Le Strisce Pazzi e poeti
2011 - EMI
Le Strisce, dalla provincia di Napoli, un bel po’ di strada ne hanno fatta dalle prime canzoni suonate nei pub sotto il Vesuvio. Il contratto con la Emi, i concerti in giro per la penisola, la notorietà e poco più di un anno per riposarsi: subito un nuovo disco, “Pazzi e poeti”. Un album che ripercorre molto da vicino la strada del precedente lavoro: 11 pezzi pop spolverati di rock. Canzoni godibili ed estive, intervallate da ballate romantiche e orecchiabili.
L’apertura è di quelle potenti, con la canzone-manifesto Resistete, poi la melodia semplice e aggressiva di Il Silenzio e il messaggio semplice e importante di Lasciare tutto andare, fino alla ballata melensa in stile Lunapop (Alle dieci sotto da te). L’intervallo punk e arrabbiato in stile Green Day come Elefanti è ben bilanciato da Vieni a vivere a Napoli, canzone che Le Strisce hanno proposto al Festival di Sanremo – non riuscendo a prendere parte alla manifestazione: una toccante ballata che racconta una delle città più belle e tragicamente disastrate d’Italia. C’è un certo sarcasmo pungente nella rockeggiante Internet per tutti, che però sa un po’ troppo di qualunquismo. E se La ballata del sesto piano e C’è un solo modo scivolano via un po’ anonime, le canzoni che chiudono il disco – Londra e Canzone a caso – ci offrono maggiore potenza e equilibrio: la prima è un inno gioioso alla città inglese, una marcetta molto ben riuscita sia nei testi che nelle musiche, con una spruzzata di originalità nel ritornello scratchato, mentre la seconda è la ballata forse più bella del disco, tutta imperniata sulla voce emozionante di Davide Petrella; una sorta di canzone su come si scrivono le canzoni, bella e intensa, ottima in chiusura di disco.
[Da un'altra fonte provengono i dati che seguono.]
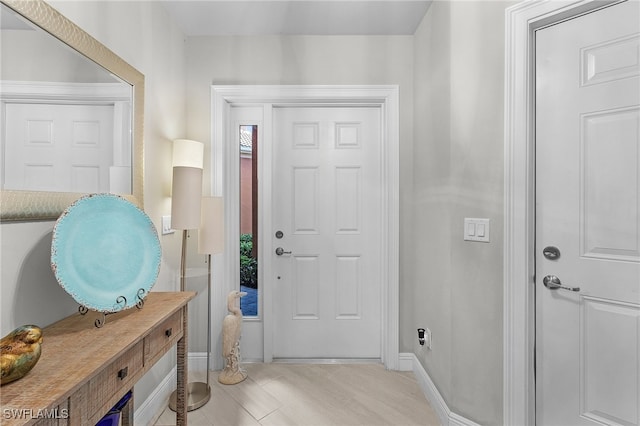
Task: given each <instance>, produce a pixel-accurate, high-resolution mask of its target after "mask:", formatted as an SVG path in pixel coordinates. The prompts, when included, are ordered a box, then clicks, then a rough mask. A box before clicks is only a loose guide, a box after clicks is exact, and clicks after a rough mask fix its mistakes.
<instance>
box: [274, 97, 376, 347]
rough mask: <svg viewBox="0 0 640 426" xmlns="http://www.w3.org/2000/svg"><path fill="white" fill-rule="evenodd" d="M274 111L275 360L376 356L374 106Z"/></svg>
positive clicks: (317, 107) (375, 168) (274, 303)
mask: <svg viewBox="0 0 640 426" xmlns="http://www.w3.org/2000/svg"><path fill="white" fill-rule="evenodd" d="M273 116H274V156H273V158H274V167H273V173H274V175H273V176H274V178H273V191H274V200H273V218H274V219H273V220H274V223H273V229H275V230H280V231H282V232H283V237H282V238H281V239H278V238H274V239H273V244H274V246H273V250H274V254H273V256H274V265H275V268H274V270H275V272H276V275H277V276H276V277H274V278H275V279H274V283H275V284H274V308H273V309H274V348H273V354H274V357H275V358H376V359H377V358H380V357H381V334H382V333H381V325H382V322H381V290H382V283H381V280H380V276H381V270H380V267H381V265H382V259H381V253H382V250H381V247H380V245H381V237H382V233H381V206H382V189H383V187H382V185H381V172H380V167H381V153H380V149H381V135H380V120H381V115H380V109H379V108H373V107H371V108H369V107H358V108H346V107H296V108H288V107H287V108H285V107H281V108H275V109H274V115H273ZM277 247H282V248H283V251H284V253H283V254H282V255H280V256H279V255H277V254H275V249H276V248H277ZM287 252H291V253H287Z"/></svg>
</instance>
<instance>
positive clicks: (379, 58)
mask: <svg viewBox="0 0 640 426" xmlns="http://www.w3.org/2000/svg"><path fill="white" fill-rule="evenodd" d="M187 69H188V71H187V73H188V75H187V98H188V129H189V134H191V135H193V137H194V138H197V139H198V140H202V141H210V131H211V129H210V122H211V116H210V115H211V100H210V97H211V85H212V84H215V85H224V84H234V85H240V84H283V85H285V84H319V85H322V84H327V85H331V84H335V85H339V84H345V85H348V84H380V85H385V84H394V85H396V84H397V85H398V86H399V92H400V95H399V98H400V161H401V167H400V216H401V217H400V228H401V233H402V235H403V238H402V245H401V248H400V250H401V256H400V262H401V264H400V270H401V288H400V293H401V295H403V294H407V292H406V291H405V290H404V289H403V288H402V285H403V284H402V282H403V281H404V282H405V283H411V282H412V281H411V280H403V277H404V276H405V274H406V273H407V272H410V262H411V261H412V257H411V245H410V244H409V242H410V240H411V238H412V230H411V228H410V222H411V213H412V210H411V208H410V205H411V204H410V203H411V193H412V168H413V163H412V161H411V158H412V150H413V142H412V140H413V90H412V86H413V36H268V37H264V36H262V37H252V36H245V37H190V38H189V39H188V40H187ZM208 158H209V145H207V146H206V147H205V176H208V174H209V172H208V170H209V169H210V165H209V160H208ZM209 186H210V182H208V181H207V179H206V178H205V190H204V191H205V193H208V191H209ZM401 297H402V296H401ZM405 300H406V301H408V302H407V303H403V305H404V306H403V307H402V311H403V312H402V314H401V323H402V324H401V329H404V330H409V331H408V332H407V333H404V335H405V336H406V335H409V336H410V337H409V338H408V339H405V341H404V342H401V350H404V351H407V350H409V349H411V343H410V340H409V339H414V338H415V336H414V335H413V333H412V332H411V331H410V330H411V329H413V327H414V324H413V323H412V321H411V310H412V304H411V303H410V300H411V299H407V298H405Z"/></svg>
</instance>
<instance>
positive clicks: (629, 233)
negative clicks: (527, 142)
mask: <svg viewBox="0 0 640 426" xmlns="http://www.w3.org/2000/svg"><path fill="white" fill-rule="evenodd" d="M639 5H640V3H638V2H637V1H628V2H625V3H622V4H618V5H614V6H611V7H607V8H605V9H602V10H599V11H596V12H592V13H589V14H586V15H583V16H581V17H578V18H575V19H571V20H569V21H566V22H563V23H560V24H558V25H554V26H551V27H548V28H544V29H541V30H538V31H537V33H536V97H537V99H536V411H537V413H536V416H537V423H538V424H541V425H563V426H567V425H587V424H588V425H595V424H616V425H638V424H640V106H639V104H640V85H639V82H640V77H639V75H640V23H639V22H640V20H639V18H638V17H639V16H640V10H639ZM554 248H555V249H554ZM556 249H557V250H556ZM552 276H555V277H556V278H552ZM545 280H546V281H547V284H548V286H549V287H552V288H553V287H557V286H558V285H562V286H563V287H564V288H555V289H552V288H547V287H545V284H544V281H545Z"/></svg>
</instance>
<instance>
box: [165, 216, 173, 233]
mask: <svg viewBox="0 0 640 426" xmlns="http://www.w3.org/2000/svg"><path fill="white" fill-rule="evenodd" d="M174 232H176V230H175V229H171V216H162V235H167V234H173V233H174Z"/></svg>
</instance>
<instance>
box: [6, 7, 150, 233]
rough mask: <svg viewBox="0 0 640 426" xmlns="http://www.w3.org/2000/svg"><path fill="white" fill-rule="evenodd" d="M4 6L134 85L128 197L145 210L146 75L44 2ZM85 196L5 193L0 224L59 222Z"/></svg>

Un disco generazionale, che prende e racchiude in forma canzone le ansie, le gioie e le paranoie dei 20-30enni. Pop-rock schietto e sincero, che non dimentica il valore dei testi. Suonato bene, con un occhio all’Inghilterra e l’altro in Italia, come già avveniva nel primo lavoro.
Una band che però convince di più quando vira verso il rock piuttosto che quando si adagia sulle ballate melodiche. Siamo un po’ indietro rispetto all’originalità esplosiva del disco d’esordio, ma non c’è dubbio che la seconda prova è sempre difficile, per qualsiasi gruppo. Un disco che delude - solo in parte, sia chiaro - le attese e conferma comunque Le Strisce come una delle voci più interessanti del pop-rock made in Italy, una band che di certo ha già uno stile proprio molto netto e riconoscibile; deve solo stare molto attenta a non tirare troppo la corda della formula collaudata, per non diventare la fotocopia sbiadita di se stessa.